In terms of practicality, Netflix’s attempt to corner the market on its own data is an attempt to block out anybody else who claims to have viewership data for the service. Nielsen’s viewership measurements for Netflix aren’t yet perfect, but the company has made shocking strides in just the past two years, and it will very likely turn the corner toward being as accurate for Netflix series as it is for other shows within the next 18 to 24 months. If Netflix can start to introduce its own cherry-picked statistics that drastically differ from Nielsen’s, then it can create the impression that only it has access to the “true” data.

This has happened throughout TV history. In the pre-Sopranos days, HBO said it didn’t particularly care about Nielsen ratings, until it finally acquiesced to Nielsen’s measurements, and it’s not as though there aren’t plenty of other corporations in the world that insist independent statistics don’t reflect their internal data.
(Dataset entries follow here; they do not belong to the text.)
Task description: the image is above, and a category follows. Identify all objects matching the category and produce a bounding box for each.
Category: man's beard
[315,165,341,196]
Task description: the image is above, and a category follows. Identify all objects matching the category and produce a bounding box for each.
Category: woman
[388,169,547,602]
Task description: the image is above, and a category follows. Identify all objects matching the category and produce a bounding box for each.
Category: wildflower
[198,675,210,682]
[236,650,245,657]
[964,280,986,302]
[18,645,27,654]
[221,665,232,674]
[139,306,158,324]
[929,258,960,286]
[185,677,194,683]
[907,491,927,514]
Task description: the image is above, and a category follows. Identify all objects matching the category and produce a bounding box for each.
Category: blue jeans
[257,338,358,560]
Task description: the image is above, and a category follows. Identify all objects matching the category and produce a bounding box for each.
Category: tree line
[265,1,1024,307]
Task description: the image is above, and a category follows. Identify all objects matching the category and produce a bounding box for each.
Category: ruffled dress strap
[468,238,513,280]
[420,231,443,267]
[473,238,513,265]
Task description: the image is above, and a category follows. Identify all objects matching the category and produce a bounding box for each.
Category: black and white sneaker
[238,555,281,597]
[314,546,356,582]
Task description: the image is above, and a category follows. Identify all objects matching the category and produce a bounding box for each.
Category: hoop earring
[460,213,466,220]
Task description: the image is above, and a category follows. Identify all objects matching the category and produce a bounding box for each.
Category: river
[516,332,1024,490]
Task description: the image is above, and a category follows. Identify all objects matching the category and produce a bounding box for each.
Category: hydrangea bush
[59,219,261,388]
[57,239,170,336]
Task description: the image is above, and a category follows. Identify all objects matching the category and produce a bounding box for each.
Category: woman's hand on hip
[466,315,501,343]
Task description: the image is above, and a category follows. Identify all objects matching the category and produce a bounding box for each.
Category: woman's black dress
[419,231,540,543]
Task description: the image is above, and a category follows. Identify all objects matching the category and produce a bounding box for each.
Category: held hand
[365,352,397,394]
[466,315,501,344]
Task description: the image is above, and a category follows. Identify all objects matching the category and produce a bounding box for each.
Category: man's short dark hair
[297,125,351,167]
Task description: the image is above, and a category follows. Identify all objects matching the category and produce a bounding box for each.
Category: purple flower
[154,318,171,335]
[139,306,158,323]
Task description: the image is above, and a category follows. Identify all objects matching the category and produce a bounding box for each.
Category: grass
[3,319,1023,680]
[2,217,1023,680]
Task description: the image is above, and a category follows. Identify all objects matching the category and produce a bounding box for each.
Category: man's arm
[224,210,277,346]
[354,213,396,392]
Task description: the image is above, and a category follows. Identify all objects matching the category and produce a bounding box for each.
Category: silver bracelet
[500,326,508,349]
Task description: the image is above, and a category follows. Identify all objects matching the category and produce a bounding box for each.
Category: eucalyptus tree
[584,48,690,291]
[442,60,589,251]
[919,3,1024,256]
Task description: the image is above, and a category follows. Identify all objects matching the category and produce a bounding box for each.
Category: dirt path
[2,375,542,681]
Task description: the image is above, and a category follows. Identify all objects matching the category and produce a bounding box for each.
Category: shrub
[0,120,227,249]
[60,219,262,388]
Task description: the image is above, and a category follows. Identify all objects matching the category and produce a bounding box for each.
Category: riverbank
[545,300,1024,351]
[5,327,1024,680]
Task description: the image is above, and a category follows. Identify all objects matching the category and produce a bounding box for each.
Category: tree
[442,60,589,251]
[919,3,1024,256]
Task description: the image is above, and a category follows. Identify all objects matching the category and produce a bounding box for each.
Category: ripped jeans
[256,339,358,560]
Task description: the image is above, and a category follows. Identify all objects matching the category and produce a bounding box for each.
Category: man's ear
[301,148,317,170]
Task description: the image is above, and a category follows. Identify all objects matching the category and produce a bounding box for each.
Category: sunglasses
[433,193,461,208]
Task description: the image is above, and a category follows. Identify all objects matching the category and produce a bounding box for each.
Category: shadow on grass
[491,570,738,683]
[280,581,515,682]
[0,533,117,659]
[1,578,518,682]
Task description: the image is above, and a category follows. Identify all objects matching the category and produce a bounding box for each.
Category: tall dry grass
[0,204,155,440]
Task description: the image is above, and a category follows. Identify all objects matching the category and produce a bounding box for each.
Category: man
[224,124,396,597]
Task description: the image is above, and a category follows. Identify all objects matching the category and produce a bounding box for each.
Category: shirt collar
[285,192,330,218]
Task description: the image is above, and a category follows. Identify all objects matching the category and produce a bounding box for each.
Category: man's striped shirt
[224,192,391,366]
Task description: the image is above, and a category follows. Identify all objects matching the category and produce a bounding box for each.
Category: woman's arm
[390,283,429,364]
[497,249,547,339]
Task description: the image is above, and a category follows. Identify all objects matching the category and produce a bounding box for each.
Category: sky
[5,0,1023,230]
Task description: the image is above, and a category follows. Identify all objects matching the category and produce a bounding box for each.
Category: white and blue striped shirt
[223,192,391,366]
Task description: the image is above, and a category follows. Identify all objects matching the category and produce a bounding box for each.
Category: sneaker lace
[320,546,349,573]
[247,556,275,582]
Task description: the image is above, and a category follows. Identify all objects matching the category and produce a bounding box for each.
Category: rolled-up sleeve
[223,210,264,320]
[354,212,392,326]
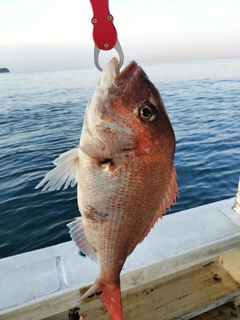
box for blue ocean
[0,59,239,259]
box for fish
[36,57,178,320]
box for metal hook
[94,39,124,72]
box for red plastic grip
[89,0,118,50]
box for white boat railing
[1,190,240,319]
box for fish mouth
[113,60,139,89]
[100,58,140,90]
[97,59,142,137]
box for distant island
[0,68,10,73]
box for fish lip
[100,58,119,89]
[100,59,140,90]
[113,61,139,88]
[97,60,138,134]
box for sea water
[0,59,239,259]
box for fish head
[83,57,175,164]
[98,58,175,157]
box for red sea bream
[36,58,178,320]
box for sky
[0,0,240,72]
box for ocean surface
[0,59,240,259]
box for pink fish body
[36,58,178,320]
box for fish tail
[80,277,123,320]
[100,281,123,320]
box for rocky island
[0,68,10,73]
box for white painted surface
[233,179,240,214]
[0,258,59,310]
[0,197,240,319]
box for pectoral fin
[35,148,79,191]
[80,132,115,164]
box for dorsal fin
[67,217,98,263]
[135,166,178,249]
[35,148,79,191]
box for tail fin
[80,278,123,320]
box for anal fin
[67,217,98,263]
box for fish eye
[139,102,157,121]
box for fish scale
[36,57,178,320]
[80,151,172,280]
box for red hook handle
[89,0,118,51]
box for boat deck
[193,298,240,319]
[1,197,240,320]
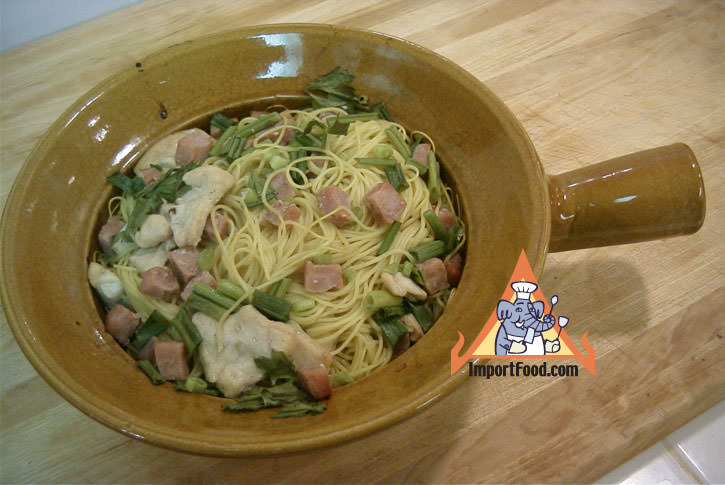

Plus, since Netflix makes its money from subscribers, not ad revenue, it shouldn’t matter if some of its programs are less watched than others, at least in theory. It can simply cancel those that clearly don’t work, renew those that do, and make case-by-case determinations for the many in the vast middle.

But the more ethereal concern here explains Netflix’s need to boast about its massive viewership: It’s trying to assure a skittish entertainment industry that it’s the only game in town.

If you’re Bradley Cooper or Jennifer Lawrence or Jim Parsons and you’re trying to figure out what to follow up your most recent project with, you might not be inclined to do something with Netflix if its public image is that of a company that produces a lot of ultimately forgettable content that disappears into a massive void, as has long been the argument about Netflix’s movies in particular (at least before the debuts of the Oscar-nominated Roma and the apparently massive Bird Box). But if it’s such a massive service that even some of its more minor hits are being watched by 40 million accounts globally, well, that might make up for a lot.

The entertainment industry is, after all, one where cachet still counts. If Netflix can win a Best Picture Oscar for Roma, other people who want to win Oscars will be more likely to make a prestige picture for the service. And if it can convince enough of us that its shows attract so many viewers that they number among the biggest hits in the world, that perception will only help convince stars that appearing in the service’s movies and TV shows will bolster their profiles.

But all of Netflix’s image-boosting relies less on hard data than on selectively presented and interpreted numbers that are intended to argue a very specific point about Netflix’s place in the cultural firmament. And though that might seem like a Netflix-specific problem right now, we’re about to enter an era when more and more of our entertainment exists only on streaming services, when it might start to become very hard to get a sense of whether anything anybody says about their ratings is true. As with so many things in the entertainment industry in 2019, Netflix signifies the shape of things to come.